Mad #30
☆ Be the first to review + Add to your collection — Join freeMad #30 (December 1956) is one of the most pivotal single issues in the history of American humor publishing: it marks the first time Norman Mingo's now-definitive painted portrait of Alfred E. Neuman appeared as a full cover, with the character identified by name and running as a write-in presidential candidate alongside a Democrat donkey and a Republican elephant. That image became Mad's permanent face for decades, cementing the magazine's identity in the public imagination. The issue also debuts the 'Old Comic-Strip Characters' Home' feature by Al Feldstein and Wally Wood — a loving elegy to dozens of retired newspaper comic-strip characters that stands as one of the most sweeping cross-property tributes the American comics medium had yet produced. Arriving just one issue into new editor Al Feldstein's tenure, #30 effectively announced the Feldstein era's tone and visual grammar, launching a creative run that would quadruple the magazine's circulation over the following two decades.

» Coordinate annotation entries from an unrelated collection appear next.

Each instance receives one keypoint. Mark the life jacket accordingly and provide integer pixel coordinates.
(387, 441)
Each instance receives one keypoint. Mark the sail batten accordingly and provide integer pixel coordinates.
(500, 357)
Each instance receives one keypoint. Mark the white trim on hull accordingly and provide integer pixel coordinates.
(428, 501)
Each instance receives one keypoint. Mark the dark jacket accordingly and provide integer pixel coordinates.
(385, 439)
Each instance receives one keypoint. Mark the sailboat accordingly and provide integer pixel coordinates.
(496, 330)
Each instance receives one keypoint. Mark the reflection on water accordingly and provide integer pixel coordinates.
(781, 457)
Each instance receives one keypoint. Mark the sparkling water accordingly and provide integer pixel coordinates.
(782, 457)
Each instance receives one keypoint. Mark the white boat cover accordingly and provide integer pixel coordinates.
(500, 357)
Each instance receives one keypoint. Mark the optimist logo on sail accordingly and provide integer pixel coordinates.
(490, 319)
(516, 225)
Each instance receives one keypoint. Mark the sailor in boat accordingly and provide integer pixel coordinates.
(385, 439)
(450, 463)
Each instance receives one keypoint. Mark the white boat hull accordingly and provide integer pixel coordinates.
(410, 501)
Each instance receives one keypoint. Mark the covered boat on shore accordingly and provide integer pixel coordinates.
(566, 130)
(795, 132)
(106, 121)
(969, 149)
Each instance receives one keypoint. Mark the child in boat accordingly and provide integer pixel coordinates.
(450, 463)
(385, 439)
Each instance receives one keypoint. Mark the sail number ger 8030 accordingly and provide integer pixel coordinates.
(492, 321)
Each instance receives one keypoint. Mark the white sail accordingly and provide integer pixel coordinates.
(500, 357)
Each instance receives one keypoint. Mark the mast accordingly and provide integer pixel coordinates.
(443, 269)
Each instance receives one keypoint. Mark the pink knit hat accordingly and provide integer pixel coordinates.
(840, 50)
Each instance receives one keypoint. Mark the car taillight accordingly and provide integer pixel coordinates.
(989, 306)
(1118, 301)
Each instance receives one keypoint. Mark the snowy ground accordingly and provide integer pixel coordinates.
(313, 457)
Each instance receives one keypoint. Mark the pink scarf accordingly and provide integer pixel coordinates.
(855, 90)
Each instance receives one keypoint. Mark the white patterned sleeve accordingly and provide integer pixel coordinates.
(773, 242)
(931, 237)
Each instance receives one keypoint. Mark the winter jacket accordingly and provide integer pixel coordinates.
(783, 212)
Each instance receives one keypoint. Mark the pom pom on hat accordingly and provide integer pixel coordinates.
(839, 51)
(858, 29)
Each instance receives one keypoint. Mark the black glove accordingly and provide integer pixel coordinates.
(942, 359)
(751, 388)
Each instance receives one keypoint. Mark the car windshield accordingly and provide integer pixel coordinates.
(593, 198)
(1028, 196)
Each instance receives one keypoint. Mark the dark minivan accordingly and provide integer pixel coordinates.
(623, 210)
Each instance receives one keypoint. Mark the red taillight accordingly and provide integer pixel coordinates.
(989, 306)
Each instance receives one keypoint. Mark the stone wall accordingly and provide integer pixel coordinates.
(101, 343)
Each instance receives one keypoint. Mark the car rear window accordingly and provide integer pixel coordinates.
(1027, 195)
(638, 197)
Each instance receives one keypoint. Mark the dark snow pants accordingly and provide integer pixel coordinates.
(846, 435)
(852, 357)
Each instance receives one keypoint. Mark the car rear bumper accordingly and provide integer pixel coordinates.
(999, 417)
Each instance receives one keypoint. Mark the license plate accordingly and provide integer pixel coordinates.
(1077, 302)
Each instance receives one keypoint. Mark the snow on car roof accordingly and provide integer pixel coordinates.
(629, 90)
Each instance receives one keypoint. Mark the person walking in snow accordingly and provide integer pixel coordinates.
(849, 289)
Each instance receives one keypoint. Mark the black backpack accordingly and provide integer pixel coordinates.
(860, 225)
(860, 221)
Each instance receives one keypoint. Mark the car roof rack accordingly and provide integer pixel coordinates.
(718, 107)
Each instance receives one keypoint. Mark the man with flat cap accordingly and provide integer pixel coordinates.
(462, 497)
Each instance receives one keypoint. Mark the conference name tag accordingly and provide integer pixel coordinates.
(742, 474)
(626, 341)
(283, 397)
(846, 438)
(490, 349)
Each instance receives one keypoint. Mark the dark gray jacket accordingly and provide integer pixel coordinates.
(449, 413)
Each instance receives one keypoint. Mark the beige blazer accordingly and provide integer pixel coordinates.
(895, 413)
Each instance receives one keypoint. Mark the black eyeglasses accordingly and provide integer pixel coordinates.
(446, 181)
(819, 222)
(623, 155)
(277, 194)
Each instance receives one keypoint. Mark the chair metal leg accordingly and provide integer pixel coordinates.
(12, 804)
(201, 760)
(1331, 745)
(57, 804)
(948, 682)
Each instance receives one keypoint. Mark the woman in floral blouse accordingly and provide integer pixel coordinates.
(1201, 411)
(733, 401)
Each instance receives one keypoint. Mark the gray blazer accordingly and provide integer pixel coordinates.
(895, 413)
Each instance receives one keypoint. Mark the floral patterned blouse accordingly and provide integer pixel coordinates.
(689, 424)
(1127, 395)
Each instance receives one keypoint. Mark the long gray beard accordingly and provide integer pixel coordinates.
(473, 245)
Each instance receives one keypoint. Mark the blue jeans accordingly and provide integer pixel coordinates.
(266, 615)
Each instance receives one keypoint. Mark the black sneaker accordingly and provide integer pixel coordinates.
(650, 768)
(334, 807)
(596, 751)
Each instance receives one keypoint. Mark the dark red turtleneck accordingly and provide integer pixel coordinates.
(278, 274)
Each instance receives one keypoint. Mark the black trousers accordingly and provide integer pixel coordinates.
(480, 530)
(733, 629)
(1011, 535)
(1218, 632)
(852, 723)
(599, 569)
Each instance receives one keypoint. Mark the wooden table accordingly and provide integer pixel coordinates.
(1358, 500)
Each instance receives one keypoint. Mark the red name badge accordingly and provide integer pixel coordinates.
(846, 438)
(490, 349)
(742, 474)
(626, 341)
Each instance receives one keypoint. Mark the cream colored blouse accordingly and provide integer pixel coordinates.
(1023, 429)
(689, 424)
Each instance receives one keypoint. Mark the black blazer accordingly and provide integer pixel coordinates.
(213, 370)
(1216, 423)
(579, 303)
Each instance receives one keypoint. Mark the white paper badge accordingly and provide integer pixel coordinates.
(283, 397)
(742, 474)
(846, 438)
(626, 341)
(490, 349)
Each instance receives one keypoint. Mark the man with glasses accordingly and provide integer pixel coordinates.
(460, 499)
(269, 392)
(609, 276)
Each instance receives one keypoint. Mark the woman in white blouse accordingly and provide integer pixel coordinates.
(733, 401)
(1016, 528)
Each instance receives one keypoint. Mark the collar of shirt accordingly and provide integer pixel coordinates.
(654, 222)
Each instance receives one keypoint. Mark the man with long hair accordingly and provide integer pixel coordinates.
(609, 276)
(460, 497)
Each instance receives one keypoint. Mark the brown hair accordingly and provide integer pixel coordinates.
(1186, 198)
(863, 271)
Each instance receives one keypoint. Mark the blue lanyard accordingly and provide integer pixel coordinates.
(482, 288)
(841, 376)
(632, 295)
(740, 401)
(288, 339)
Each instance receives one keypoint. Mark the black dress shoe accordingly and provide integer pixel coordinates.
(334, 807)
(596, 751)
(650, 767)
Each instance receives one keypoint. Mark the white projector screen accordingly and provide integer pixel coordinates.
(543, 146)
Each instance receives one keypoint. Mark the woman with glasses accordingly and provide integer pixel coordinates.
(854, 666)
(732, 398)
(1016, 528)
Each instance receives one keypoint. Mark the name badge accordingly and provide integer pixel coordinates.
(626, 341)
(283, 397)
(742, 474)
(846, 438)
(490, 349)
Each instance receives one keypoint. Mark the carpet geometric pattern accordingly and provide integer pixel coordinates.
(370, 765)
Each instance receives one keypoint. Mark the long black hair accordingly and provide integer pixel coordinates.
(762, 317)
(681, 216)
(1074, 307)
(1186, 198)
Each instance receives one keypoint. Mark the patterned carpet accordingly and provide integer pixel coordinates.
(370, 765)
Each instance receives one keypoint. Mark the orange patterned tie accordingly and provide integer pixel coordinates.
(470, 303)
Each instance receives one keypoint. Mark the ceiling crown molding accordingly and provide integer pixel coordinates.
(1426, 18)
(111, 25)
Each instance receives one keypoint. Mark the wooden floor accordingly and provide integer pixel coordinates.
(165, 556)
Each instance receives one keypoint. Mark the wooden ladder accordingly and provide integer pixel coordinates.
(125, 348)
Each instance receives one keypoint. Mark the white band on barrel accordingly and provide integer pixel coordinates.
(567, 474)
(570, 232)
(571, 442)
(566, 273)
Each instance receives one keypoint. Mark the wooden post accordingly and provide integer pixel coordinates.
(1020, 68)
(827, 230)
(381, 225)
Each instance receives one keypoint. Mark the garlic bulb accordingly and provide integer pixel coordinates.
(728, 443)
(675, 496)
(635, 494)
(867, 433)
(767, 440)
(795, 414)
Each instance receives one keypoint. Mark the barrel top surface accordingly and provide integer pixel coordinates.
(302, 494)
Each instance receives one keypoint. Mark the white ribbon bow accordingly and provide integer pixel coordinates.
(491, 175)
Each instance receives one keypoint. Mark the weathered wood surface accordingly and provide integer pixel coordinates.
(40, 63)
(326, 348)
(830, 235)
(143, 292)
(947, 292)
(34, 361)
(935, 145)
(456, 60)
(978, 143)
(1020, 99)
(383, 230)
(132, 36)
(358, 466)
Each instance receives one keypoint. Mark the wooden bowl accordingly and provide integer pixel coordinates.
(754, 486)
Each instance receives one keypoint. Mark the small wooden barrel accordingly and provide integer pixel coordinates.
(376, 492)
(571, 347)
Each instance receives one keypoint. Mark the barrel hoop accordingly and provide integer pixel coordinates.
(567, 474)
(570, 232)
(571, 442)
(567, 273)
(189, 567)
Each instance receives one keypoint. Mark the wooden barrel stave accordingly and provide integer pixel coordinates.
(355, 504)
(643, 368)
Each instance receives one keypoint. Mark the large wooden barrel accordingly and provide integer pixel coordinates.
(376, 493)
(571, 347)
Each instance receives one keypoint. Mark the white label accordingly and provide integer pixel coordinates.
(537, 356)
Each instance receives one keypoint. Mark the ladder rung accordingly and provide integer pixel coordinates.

A hilarious roundup of college humor from the 1950s, "B. F. Goodnrich Autoless - Because You Don't Need a Car, Just Tires" collects gag cartoons from student publications like the Iowa State Green Gander and the Harvard Lampoon, showcasing the sharp, satirical wit of campus comedians. With contributions from a rotating cast of writers and artists—including Rice, Bill Davis, Parks, and others—this Mad issue delivers classic absurdity in the signature EC style. The cover, a collaborative effort by Norman Mingo, Harvey Kurtzman, and Bill Elder, perfectly captures the zany spirit of the era.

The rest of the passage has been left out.